I’m sick and tired and I’m not going to take it anymore.

It is fair to say that the media business is changing beneath our feet as we walk into the office each day. But it is also fair to say that the more things change, the more they stay the same.

It doesn’t matter whether I am reading a document about Cross Channel Attribution from AOL Platforms or attending a seminar featuring a speaker who is one of the world’s leading media advisers, one thing that remains unchanged is the all-too-common misuse of the word mediums when referring to the plural of medium as in “Television is an advertising medium”….. Television and Radio are broadcast mediums. WRONG! Television and radio are broadcast MEDIA.

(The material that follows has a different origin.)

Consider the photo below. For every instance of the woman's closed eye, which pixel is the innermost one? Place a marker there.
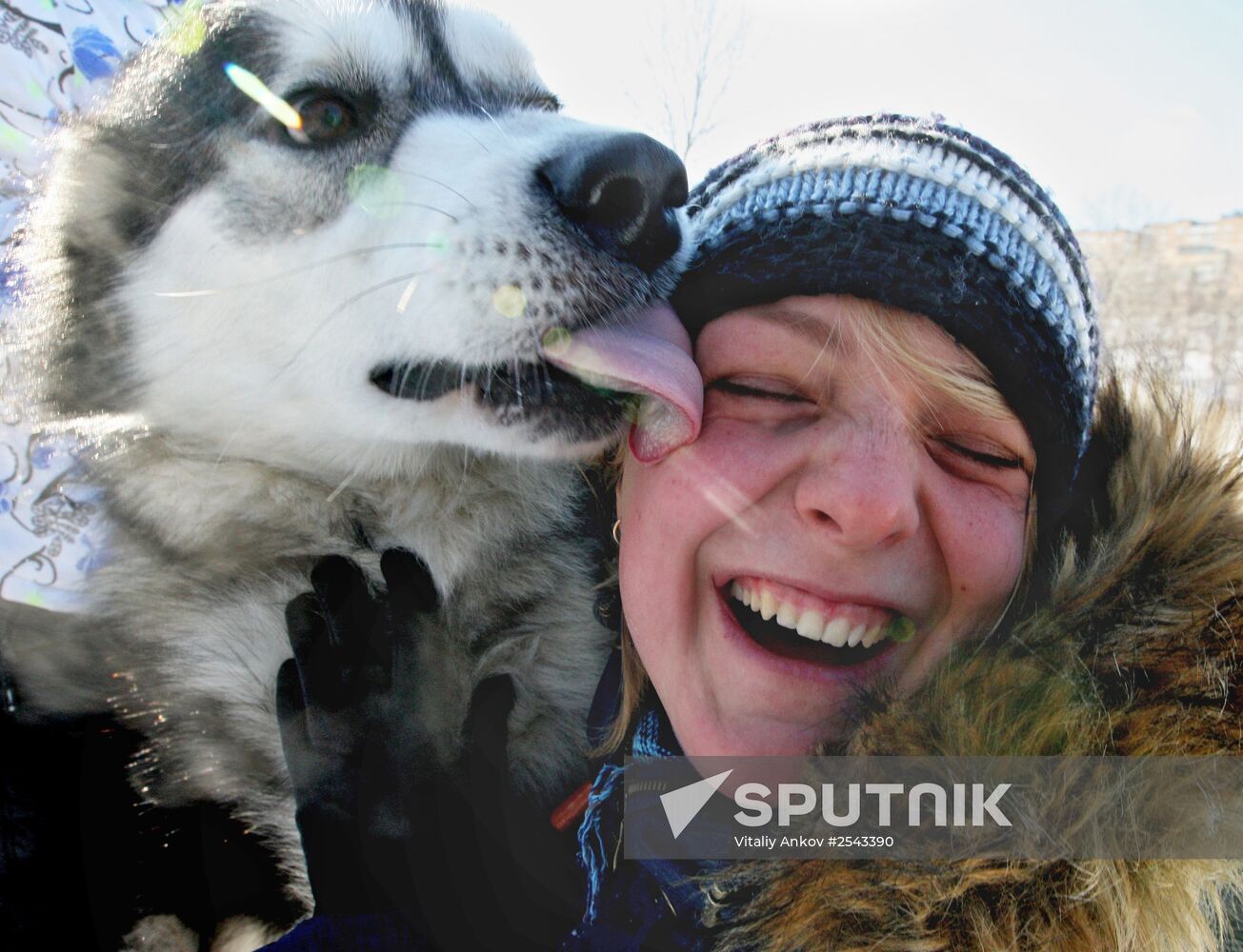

True, if you look it up in Oxford or Merriam Webster dictionaries, you’ll find:

medium Line breaks: me¦dium

Pronunciation: /ˈmiːdɪəm

Definition of medium in English: noun (plural media or mediums)

But read further…you’ll find that Mediums is the plural for medium the soothsayer kind, not medium the advertising type!

(plural mediums) A person claiming to be in contact with the spirits of the dead and to communicate between the dead and the living.

Example sentences
• Such beliefs are not confined to rural areas; in the cities there is a network of spirit mediums who claim to contact the dead.
• This work, by Professor Richard Wiseman, involved asking five mediums to contact the dead relatives of five volunteers.
• He asserts that this work supports the mediums ‘ claims that they are actually communicating with the dead.

While one could intelligently argue that more than half of the media impressions we buy are simply not there, below the fold, out of the room, otherwise occupied, I am relatively certain that advertising media has little to do with communicating with the dead. So please do me and yourself a favour by using the correct term for the plural of medium: media!